Those Elections


No one seems to be surprised at the expressions of dissatisfaction manifested by the British electorate in the recent county council local elections – except the pundits who seemed not to have expected the British public’s backlash to be so swingeing.

It’s about time the politicians realised people are sick of broken promises.  The dictates for the EU and the USA are of little significance to ordinary people who care about their families and what is happening to their communities.

Having lived abroad for a few years, I know that we attach too much importance to the views of those who have come to our country, sick of their own, yet seeking to impose their culture as well as their views on us.  We don’t want it.  They are welcome as long as they obey our laws and our way of life.  Our politicians need to understand this.
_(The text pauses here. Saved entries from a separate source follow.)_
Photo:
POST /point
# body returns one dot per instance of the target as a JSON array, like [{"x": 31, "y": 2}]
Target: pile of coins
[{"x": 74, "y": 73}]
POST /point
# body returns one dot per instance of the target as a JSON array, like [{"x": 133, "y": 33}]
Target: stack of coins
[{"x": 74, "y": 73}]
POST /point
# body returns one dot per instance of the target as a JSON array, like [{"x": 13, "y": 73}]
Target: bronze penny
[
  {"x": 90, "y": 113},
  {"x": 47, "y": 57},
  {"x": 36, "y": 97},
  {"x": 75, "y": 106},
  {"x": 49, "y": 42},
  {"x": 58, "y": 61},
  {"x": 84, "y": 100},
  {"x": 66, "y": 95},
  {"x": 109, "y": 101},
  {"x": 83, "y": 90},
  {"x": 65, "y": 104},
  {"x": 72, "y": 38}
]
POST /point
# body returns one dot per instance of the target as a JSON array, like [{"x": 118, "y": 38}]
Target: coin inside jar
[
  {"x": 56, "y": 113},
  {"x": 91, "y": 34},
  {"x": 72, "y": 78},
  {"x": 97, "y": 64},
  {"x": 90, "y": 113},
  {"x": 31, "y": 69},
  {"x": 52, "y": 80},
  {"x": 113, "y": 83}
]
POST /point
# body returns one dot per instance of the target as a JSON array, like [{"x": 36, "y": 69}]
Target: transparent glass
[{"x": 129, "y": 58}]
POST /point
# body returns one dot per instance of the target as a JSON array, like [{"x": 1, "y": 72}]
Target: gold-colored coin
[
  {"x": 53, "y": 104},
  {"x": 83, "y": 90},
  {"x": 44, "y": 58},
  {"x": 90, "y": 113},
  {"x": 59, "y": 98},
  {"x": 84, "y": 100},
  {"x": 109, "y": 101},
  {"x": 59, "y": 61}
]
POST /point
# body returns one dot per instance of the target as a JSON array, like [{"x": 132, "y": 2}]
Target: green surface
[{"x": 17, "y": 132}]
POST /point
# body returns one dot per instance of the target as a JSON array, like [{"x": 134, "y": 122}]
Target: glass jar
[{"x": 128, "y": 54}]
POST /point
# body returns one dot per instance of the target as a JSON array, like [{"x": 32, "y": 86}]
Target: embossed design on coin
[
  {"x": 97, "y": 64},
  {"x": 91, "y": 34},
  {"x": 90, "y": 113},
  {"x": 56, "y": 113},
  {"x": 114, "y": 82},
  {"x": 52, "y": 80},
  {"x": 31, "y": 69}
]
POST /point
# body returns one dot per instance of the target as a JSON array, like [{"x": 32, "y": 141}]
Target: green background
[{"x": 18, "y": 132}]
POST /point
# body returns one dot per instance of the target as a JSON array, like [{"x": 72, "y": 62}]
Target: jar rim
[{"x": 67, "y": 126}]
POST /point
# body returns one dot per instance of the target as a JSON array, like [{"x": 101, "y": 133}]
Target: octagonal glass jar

I confess, in my local elections, I voted against the incumbent counciller who seemed to be sitting rather too comfortably among the laurel leaves crowning her original play for the seat when she promised to work for the people in her ward, and we believed her.

This promise was quickly forgotten when the  incumbent leader of the council was also re-elected, and her seemingly unassailable position ensured she was also in a position to dole out favours in the form of committee chairmanships, with their commensurate increase in annual emoluments, to those who promised to toe the line set by her and her protege, the chief executive.  It soon became obvious that those who wanted to increment their already over-inflated salaries and tax-free expenses, would do well to toe that line, and sit tight – so as not to rock the boat.

Given the parlous state of the economy in Wales and Britain, it is no wonder that people have decided to protest in the only way left to them, since free-speech all but disappeared under the last Labour Government, and has been further eroded by the current coalition in tandem with the near fascist lot at the EU.

Sadly, in a manner typical of Welsh leming-mentality, the people have opted for the party that brought about the current disaster, and failed, yet again, to look at facts and weigh up the consequences.

I am reminded of the man in the Ammanford hinterland  who, interviewed by Ed Sturton for the BBC’s Today Programme some years ago on the morning of a General Election, stated, ‘My grandfather voted Labour; my father voted Labour; so I’ve always voted Labour.’

A friend listening with me commented, ‘That’s the kind of man who would vote for a donkey if it had a Labour hat on its head.’